Through difficulty it’s good to question, “What have I learned?” It’s healthier than the pity party we’re tempted to plan, less fun than drinking your way through, but every once in a while you hit on something.
Husband dies. Life falls apart. What have you learned? You can take care of yourself. You may not want to but you can. Cancer rears her ugly head. What have you learned? Pay attention to your body. Live your life. Actually live it. That one’s harder than it sounds.
Now there’s COVID. What have we learned? Stay home. Wear a mask. Slow down because you don’t have a choice.
And then there’s the lesson of time. Before the birth and spread of the pandemic, I rose promptly at 5, wrote precisely for one hour, got ready for work, was at my desk desk by 7:45. Stayed there ’til 5:30 sometimes later, came home, made dinner, took a bath, watched Housewives from the day before since I can’t stay up that late, and went to bed to start all over the next day.
It was bliss. There are those of us that adore routine, shun surprise and embrace the wee hours when no one is making any noise so we can coffee in peace. Some label that OCD. But we’d have to have clean kitchens all the time for that to be true.
It was March 18, part way through the day, when I was sent home. That night, I watched a Housewives in real time and slept the next morning until 7. The rest is sloven history. A few days past the Ides of March brought a pox upon my house. I’ve eaten willy-nilly, gone days on end makeup free and driven the cat to hiding to avoid another hug and twelve kisses to his forehead fifty two times a day. I call his name and hear little paws scurry for the safety of the bed’s underside.
So what have I learned?
I need to be overbooked to run on all cylinders. Given the opportunity, I am not a high powered, git ‘er done kind of girl but instead something of the sloth variety ambling through the day in pajama bottoms and a bare face. Give me too much to accomplish in a day and I whip through the to-do list with ease. Put time on my hands without having to factor in a commute and I am bereft of the ability to write a report while getting the oil changed. In pumps and a sheath dress.
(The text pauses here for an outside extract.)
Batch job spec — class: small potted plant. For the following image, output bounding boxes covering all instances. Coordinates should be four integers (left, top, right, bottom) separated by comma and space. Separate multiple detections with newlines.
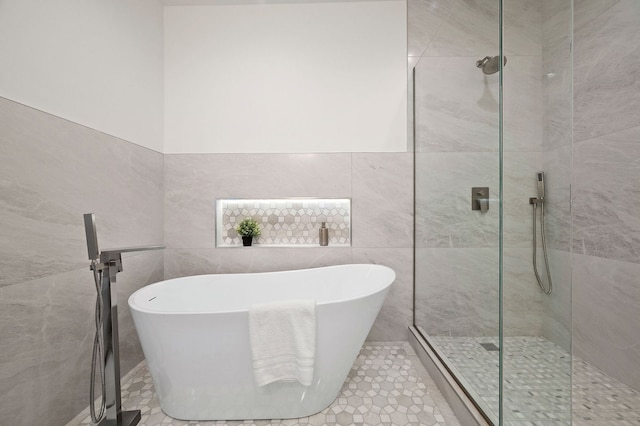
236, 218, 261, 246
Perhaps it’s lack of uniform. Is it possible that the power is in the dress? In lipstick and lashes as dark as my soul?
And there’s the circle. How long have I preached–paint on a red lip and scare the hell out of everyone? Matching bras and panties hide real queens and the click of a heel coming down the hall is where the real authority lies.
So what have we learned? That if we had all listened to me from the beginning, we’d be ruling the world, coronavirus or not. If you can get your damn dress past your expanded hips, put it on and go back to ruling the world. Pfft.